Factoring is a cornerstone skill in algebra because it is simple, effective, and allows for solving complex expressions using easier calculations. Once we find the factors, solving the equation means setting each factor equal to zero and finding the unknown variable.

The difference of squares is a specific algebraic identity used in factoring. It comes into play when you encounter a quadratic expression in the form \( a^2 - b^2 \). This identity states that \( a^2 - b^2 = (a + b)(a - b) \). Understanding this concept is crucial when dealing with quadratic equations that fit this form.

• The expression \( m^2 - 81 \) is recognized as a difference of squares.
• Here, \( a^2 = m^2 \) and \( b^2 = 81 \), hence \( a = m \) and \( b = 9 \).
• Applying the difference of squares identity, \( m^2 - 81 \) factors into \( (m + 9)(m - 9) \).

Factoring using the difference of squares allows us to simplify and solve the quadratic equation easily. This is because the equation is expressed in a form that highlights its roots immediately when setting each factor to zero.

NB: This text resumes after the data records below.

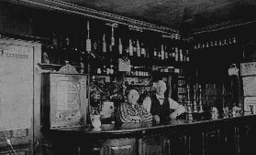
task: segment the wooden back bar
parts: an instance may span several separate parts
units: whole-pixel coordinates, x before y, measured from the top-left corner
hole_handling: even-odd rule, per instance
[[[248,154],[256,116],[165,124],[104,124],[50,130],[52,154]]]

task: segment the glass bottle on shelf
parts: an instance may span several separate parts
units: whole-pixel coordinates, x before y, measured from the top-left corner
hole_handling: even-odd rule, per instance
[[[139,46],[139,39],[137,39],[136,42],[136,53],[137,53],[137,57],[140,57],[140,46]]]
[[[123,45],[120,37],[119,37],[119,44],[118,44],[118,54],[119,54],[119,57],[123,56]]]
[[[146,49],[145,49],[145,46],[144,46],[144,44],[143,42],[141,42],[141,48],[140,48],[140,51],[141,51],[141,57],[146,57]]]
[[[102,52],[103,53],[106,53],[106,35],[104,34],[103,35],[103,37],[102,37]]]
[[[131,39],[128,39],[128,56],[133,57],[133,46]]]
[[[161,60],[163,61],[164,60],[164,49],[163,49],[163,45],[161,46]]]

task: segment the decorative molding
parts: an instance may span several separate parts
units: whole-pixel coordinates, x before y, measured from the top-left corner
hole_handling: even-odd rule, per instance
[[[223,22],[223,23],[208,26],[206,27],[202,28],[201,30],[194,32],[193,35],[200,35],[203,33],[215,32],[215,31],[219,31],[219,30],[227,29],[227,28],[246,26],[246,25],[250,25],[250,24],[253,24],[253,23],[255,23],[255,21],[253,21],[253,20],[249,21],[249,22],[243,22],[243,23],[228,21],[228,22]]]
[[[111,13],[106,13],[104,11],[98,11],[88,7],[73,5],[71,3],[62,2],[60,0],[9,0],[9,1],[16,2],[17,4],[23,4],[25,5],[30,5],[30,6],[59,10],[67,13],[82,15],[84,16],[96,18],[107,22],[123,24],[126,26],[134,25],[134,26],[141,26],[148,30],[156,31],[163,34],[179,33],[178,30],[170,27],[156,26],[144,21],[136,20],[136,19],[132,19],[129,17],[126,17],[126,16],[111,14]]]

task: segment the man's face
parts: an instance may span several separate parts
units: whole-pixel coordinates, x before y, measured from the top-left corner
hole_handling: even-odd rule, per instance
[[[131,89],[128,95],[128,103],[133,104],[133,105],[136,104],[139,99],[139,95],[138,91],[135,89]]]
[[[156,92],[159,95],[164,95],[164,92],[166,90],[166,85],[163,81],[160,81],[156,85]]]

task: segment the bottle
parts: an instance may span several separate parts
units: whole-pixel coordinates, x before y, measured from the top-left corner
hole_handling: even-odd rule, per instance
[[[132,46],[131,39],[128,39],[128,55],[130,57],[133,56],[133,46]]]
[[[167,49],[166,46],[164,46],[164,57],[165,57],[165,59],[169,58],[168,49]]]
[[[118,54],[120,57],[123,55],[123,45],[120,37],[119,37],[119,44],[118,44]]]
[[[186,55],[186,62],[189,62],[190,61],[190,57],[189,57],[188,49],[185,50],[185,55]]]
[[[147,56],[147,54],[146,54],[146,49],[145,49],[145,46],[144,46],[144,44],[143,44],[143,42],[141,42],[141,48],[140,48],[140,51],[141,51],[141,57],[146,57]]]
[[[184,61],[184,54],[183,54],[183,49],[180,49],[180,61],[183,62]]]
[[[102,37],[102,52],[106,53],[106,35],[103,35]]]
[[[137,57],[140,57],[140,46],[139,46],[139,39],[137,39],[136,46],[137,46],[136,48]]]
[[[196,86],[194,86],[194,98],[193,98],[194,102],[194,112],[197,112],[197,104],[196,104]]]
[[[177,46],[175,47],[175,61],[179,61],[179,49]]]
[[[163,49],[163,45],[161,46],[161,59],[164,60],[164,49]]]
[[[138,54],[137,54],[137,46],[136,46],[136,42],[135,41],[132,42],[132,52],[133,52],[133,56],[134,57],[138,56]]]
[[[157,59],[158,55],[157,55],[157,51],[156,51],[156,48],[155,48],[155,47],[154,47],[154,52],[153,52],[153,53],[154,53],[154,56],[153,56],[154,57],[153,57],[153,58],[154,58],[154,59]]]

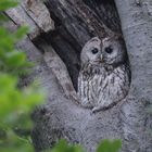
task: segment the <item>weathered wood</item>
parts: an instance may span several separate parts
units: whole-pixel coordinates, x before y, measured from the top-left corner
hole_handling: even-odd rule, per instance
[[[30,39],[36,38],[40,33],[54,29],[54,22],[46,5],[38,0],[23,0],[17,8],[7,11],[8,16],[17,25],[29,27]]]
[[[94,152],[98,142],[105,138],[123,139],[123,152],[152,151],[149,135],[152,124],[145,110],[152,97],[150,84],[152,40],[151,20],[149,20],[151,8],[148,7],[149,0],[115,1],[131,64],[131,89],[127,100],[97,114],[91,114],[90,110],[76,104],[77,97],[71,78],[76,88],[79,53],[88,39],[93,36],[103,38],[113,33],[121,33],[114,2],[112,0],[48,0],[47,8],[54,21],[55,29],[53,26],[50,27],[48,21],[45,21],[47,30],[42,29],[41,8],[38,9],[40,17],[36,17],[35,11],[29,11],[30,2],[35,3],[35,0],[29,0],[29,8],[24,9],[24,13],[20,8],[13,11],[17,13],[10,15],[16,25],[27,22],[33,26],[34,36],[29,38],[36,39],[31,42],[26,37],[17,47],[23,48],[28,58],[36,63],[29,80],[40,78],[42,86],[49,92],[46,104],[36,110],[33,115],[35,122],[33,141],[36,151],[52,147],[61,138],[84,145],[88,152]],[[37,10],[38,5],[35,4],[31,9]],[[45,16],[47,14],[48,12]],[[14,23],[12,24],[16,28]],[[39,29],[47,33],[39,35]],[[48,29],[51,31],[48,33]]]
[[[131,65],[131,87],[123,107],[125,151],[152,151],[152,3],[115,0]],[[127,14],[127,15],[126,15]]]

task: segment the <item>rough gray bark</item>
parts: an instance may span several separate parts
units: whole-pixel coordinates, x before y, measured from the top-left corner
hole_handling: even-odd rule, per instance
[[[30,1],[37,7],[42,4],[36,0]],[[79,53],[84,43],[93,36],[103,38],[113,33],[121,33],[114,2],[48,0],[47,8],[54,21],[55,29],[53,24],[48,27],[50,25],[48,21],[53,23],[50,15],[43,21],[48,26],[41,26],[40,11],[38,16],[41,17],[35,17],[35,13],[30,14],[33,11],[24,9],[26,4],[16,10],[17,14],[16,11],[12,12],[14,15],[8,13],[13,21],[10,23],[11,29],[21,25],[22,21],[36,29],[31,30],[29,37],[17,47],[25,50],[29,60],[36,63],[33,74],[26,79],[27,83],[39,78],[49,92],[46,104],[37,109],[33,115],[35,122],[33,141],[37,152],[52,147],[61,138],[84,145],[88,152],[94,152],[99,141],[105,138],[123,139],[124,152],[152,151],[149,135],[152,124],[150,114],[147,113],[152,90],[150,84],[152,30],[149,8],[151,3],[148,0],[144,2],[115,0],[115,2],[131,64],[131,88],[126,100],[97,114],[91,114],[90,110],[77,104],[74,87],[77,86]],[[41,10],[41,7],[36,10]],[[25,18],[20,12],[26,12]],[[48,16],[46,14],[45,16]]]
[[[126,151],[152,151],[152,1],[115,0],[131,65],[131,87],[123,106]]]

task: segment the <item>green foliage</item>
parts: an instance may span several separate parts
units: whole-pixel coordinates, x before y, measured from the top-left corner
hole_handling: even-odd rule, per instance
[[[0,24],[8,20],[3,11],[16,5],[16,0],[0,0]],[[35,84],[18,87],[21,74],[31,63],[22,50],[15,49],[15,45],[27,31],[27,27],[20,27],[14,33],[0,27],[0,152],[34,152],[29,114],[45,98]],[[119,140],[103,140],[97,152],[118,152],[119,149]],[[59,141],[50,151],[84,152],[80,145],[71,145],[65,140]]]

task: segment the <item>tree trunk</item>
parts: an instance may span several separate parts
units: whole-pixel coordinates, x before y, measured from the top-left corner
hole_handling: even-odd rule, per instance
[[[124,112],[124,139],[129,151],[152,151],[152,2],[115,0],[131,65],[131,87]]]
[[[124,152],[151,152],[151,119],[147,112],[152,93],[151,2],[115,0],[131,65],[131,87],[126,100],[97,114],[78,104],[75,89],[79,54],[91,37],[102,39],[122,33],[113,0],[48,0],[48,10],[40,1],[30,2],[23,1],[7,14],[13,21],[11,29],[23,21],[33,27],[17,45],[36,63],[23,84],[39,78],[48,92],[46,104],[33,114],[36,151],[65,138],[94,152],[100,140],[119,138]]]

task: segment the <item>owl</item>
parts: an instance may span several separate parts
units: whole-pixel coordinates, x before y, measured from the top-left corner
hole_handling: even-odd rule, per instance
[[[80,104],[92,112],[122,101],[130,86],[130,68],[121,36],[90,39],[81,50],[78,76]]]

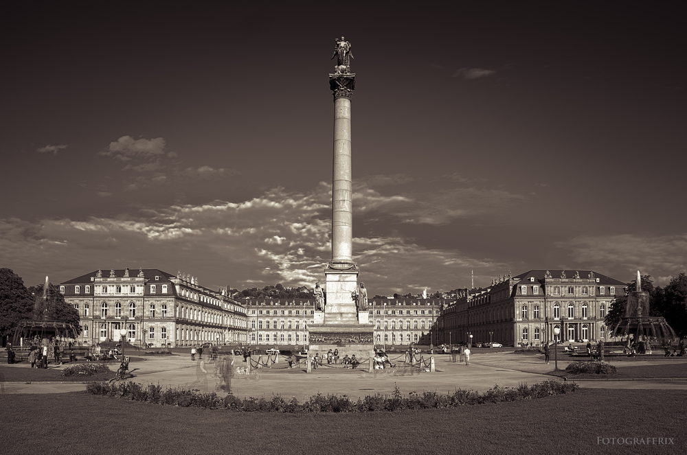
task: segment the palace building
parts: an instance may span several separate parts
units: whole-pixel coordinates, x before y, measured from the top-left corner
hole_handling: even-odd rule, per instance
[[[448,301],[423,299],[368,299],[370,323],[375,345],[429,345],[439,340],[435,329]],[[256,345],[302,346],[308,344],[314,323],[315,299],[251,299],[247,311],[249,342]]]
[[[246,309],[226,290],[157,268],[95,270],[60,285],[81,318],[79,341],[126,340],[155,347],[246,342]]]
[[[442,314],[446,342],[539,346],[554,339],[607,340],[604,318],[625,284],[592,270],[532,270],[464,290]],[[472,335],[471,340],[470,336]]]

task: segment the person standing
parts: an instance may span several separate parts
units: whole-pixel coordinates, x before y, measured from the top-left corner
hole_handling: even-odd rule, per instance
[[[29,353],[29,362],[31,362],[31,368],[36,368],[36,358],[38,356],[37,349],[31,349]]]
[[[43,345],[41,351],[41,368],[47,368],[47,345]]]

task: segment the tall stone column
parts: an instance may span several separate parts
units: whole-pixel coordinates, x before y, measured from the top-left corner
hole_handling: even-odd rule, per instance
[[[353,194],[351,172],[351,95],[355,74],[350,72],[350,43],[337,39],[335,72],[329,75],[334,95],[334,165],[332,181],[332,259],[324,270],[326,294],[324,311],[315,311],[308,325],[311,353],[340,355],[359,359],[374,355],[373,328],[368,312],[358,312],[353,294],[358,287],[358,266],[353,261]]]

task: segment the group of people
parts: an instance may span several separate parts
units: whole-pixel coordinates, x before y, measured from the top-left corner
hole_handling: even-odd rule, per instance
[[[470,354],[471,353],[472,351],[469,346],[465,345],[453,346],[451,348],[451,361],[453,363],[458,362],[463,363],[464,362],[466,365],[469,365]]]

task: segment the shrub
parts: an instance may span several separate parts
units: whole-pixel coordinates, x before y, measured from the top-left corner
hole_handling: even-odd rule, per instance
[[[67,366],[62,371],[63,376],[93,376],[100,373],[109,373],[110,369],[100,363],[82,363]]]
[[[147,387],[144,387],[131,382],[113,384],[89,382],[86,386],[86,391],[92,395],[165,406],[221,408],[245,412],[369,412],[515,401],[568,393],[574,392],[577,388],[578,386],[574,382],[547,381],[533,386],[521,384],[517,388],[504,388],[496,385],[483,393],[458,389],[450,395],[436,391],[425,391],[422,395],[410,392],[407,397],[404,397],[396,387],[391,397],[378,393],[368,395],[363,399],[359,398],[354,402],[346,395],[324,396],[317,394],[303,404],[299,403],[295,398],[287,401],[280,395],[274,395],[269,400],[253,397],[240,399],[232,395],[220,398],[214,392],[201,393],[198,390],[184,388],[162,390],[159,385],[148,384]]]
[[[605,362],[573,362],[565,367],[565,371],[574,375],[614,375],[618,373],[616,366]]]

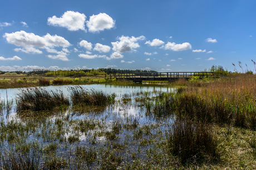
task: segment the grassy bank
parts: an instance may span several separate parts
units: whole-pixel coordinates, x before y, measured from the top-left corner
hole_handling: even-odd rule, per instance
[[[25,110],[14,117],[7,111],[14,105],[1,101],[0,167],[254,169],[255,80],[240,74],[180,82],[175,92],[116,96],[76,86],[66,96],[66,109],[55,104],[51,111]],[[53,100],[51,91],[28,94],[21,96],[24,103],[33,102],[29,105],[38,99],[31,96]]]

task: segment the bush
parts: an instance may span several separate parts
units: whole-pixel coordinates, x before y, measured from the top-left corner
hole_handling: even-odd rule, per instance
[[[78,78],[75,78],[74,80],[74,82],[78,82],[79,81],[80,81],[80,80],[79,80]]]
[[[80,86],[70,87],[68,89],[71,100],[74,104],[82,103],[88,105],[105,106],[115,96],[109,97],[102,91],[88,90]]]
[[[44,111],[56,106],[69,105],[69,100],[62,91],[49,91],[41,87],[31,87],[20,90],[17,94],[17,110]]]
[[[50,81],[47,79],[39,79],[39,84],[41,86],[48,86]]]
[[[217,158],[217,139],[209,125],[179,119],[170,131],[168,135],[170,151],[181,163]]]
[[[62,85],[64,84],[64,80],[61,79],[53,79],[52,84],[54,85]]]

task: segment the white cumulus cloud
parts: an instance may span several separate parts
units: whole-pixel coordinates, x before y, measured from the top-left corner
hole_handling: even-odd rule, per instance
[[[89,28],[89,32],[94,33],[114,27],[115,22],[107,14],[100,13],[97,15],[90,16],[89,20],[86,22],[86,25]]]
[[[54,16],[48,18],[47,24],[66,28],[68,30],[76,31],[79,29],[85,30],[85,22],[86,16],[78,12],[68,11],[60,17]]]
[[[6,22],[0,23],[0,27],[1,27],[11,26],[12,25],[12,23],[7,23],[7,22]]]
[[[16,51],[22,51],[26,53],[32,53],[32,54],[42,54],[43,51],[38,50],[38,49],[30,47],[30,48],[15,48],[14,49]]]
[[[144,54],[147,55],[152,55],[152,53],[151,53],[145,52],[145,53],[144,53]]]
[[[59,70],[61,69],[57,66],[51,66],[49,68],[45,68],[44,66],[40,66],[37,65],[27,65],[20,66],[14,65],[13,66],[0,66],[0,70],[3,71],[32,71],[34,69],[42,69],[42,70]]]
[[[216,43],[218,42],[216,39],[212,39],[211,38],[208,38],[205,40],[206,42],[210,42],[210,43]]]
[[[110,55],[110,57],[106,57],[107,60],[111,60],[111,59],[121,59],[124,57],[124,55],[119,53],[119,52],[114,52]]]
[[[164,48],[166,50],[172,50],[178,51],[190,49],[192,48],[192,46],[189,43],[176,44],[175,43],[168,42],[163,48]]]
[[[164,44],[164,42],[159,39],[154,39],[151,42],[147,41],[145,44],[149,44],[150,46],[159,46]]]
[[[140,45],[136,43],[138,40],[145,39],[145,38],[143,35],[136,38],[133,36],[129,37],[122,35],[121,37],[117,37],[119,42],[111,42],[112,45],[113,45],[112,49],[120,53],[131,51],[134,49],[140,47]]]
[[[21,30],[9,34],[5,33],[3,37],[5,38],[9,43],[24,48],[16,49],[14,50],[27,53],[42,53],[35,48],[47,48],[60,46],[66,48],[71,45],[64,38],[57,35],[51,35],[48,33],[46,35],[40,37],[32,33],[28,33]]]
[[[125,61],[125,60],[121,60],[121,63],[127,63],[129,64],[131,64],[134,62],[135,62],[134,60],[131,60],[131,61]]]
[[[74,48],[74,52],[75,53],[78,53],[78,52],[81,52],[80,50],[77,49],[76,48]]]
[[[0,56],[0,60],[21,60],[19,57],[17,55],[13,56],[12,58],[4,58],[3,56]]]
[[[213,57],[210,57],[209,59],[206,59],[206,60],[215,60],[215,59]]]
[[[201,49],[199,49],[199,50],[192,50],[192,51],[193,52],[206,52],[206,49],[204,49],[203,50],[202,50]]]
[[[88,54],[80,54],[78,55],[80,58],[82,58],[86,59],[92,59],[96,58],[106,58],[106,55],[88,55]]]
[[[110,47],[106,45],[102,45],[100,43],[97,43],[93,50],[99,51],[100,53],[108,53],[110,50]]]
[[[50,53],[56,53],[57,55],[48,55],[47,56],[52,59],[58,59],[62,61],[69,61],[67,57],[70,51],[66,48],[63,48],[62,51],[58,51],[55,49],[46,48],[46,51]]]
[[[28,24],[27,24],[27,23],[26,22],[21,21],[21,23],[22,24],[22,27],[28,27]]]
[[[82,40],[79,43],[80,47],[85,48],[87,50],[90,51],[92,48],[92,44],[91,43],[87,42],[87,40]]]

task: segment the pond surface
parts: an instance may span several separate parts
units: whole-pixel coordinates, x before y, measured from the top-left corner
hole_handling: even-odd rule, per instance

Algebraic solutions refer to the process of solving equations using algebraic operations and methods. In this scenario, after factoring the polynomial using the difference of squares, we proceed to find the values of \( m \) that solve \( m^2 - 81 = 0 \).

• Write down the factored equation: \((m + 9)(m - 9) = 0\).
• Apply the zero-product property: for \((x)(y) = 0\), either \(x = 0\) or \(y = 0\).
• Set each factor to zero: \(m + 9 = 0\) or \(m - 9 = 0\).
• Solve each simple equation: \(m = -9\) or \(m = 9\).

These solutions, \(m = -9\) and \(m = 9\), are the roots of the original quadratic equation. Mastering algebraic solutions involves understanding both how to manipulate equations and how to implement factoring and the properties of numbers efficiently. This skill aids in tackling a wide array of algebraic problems.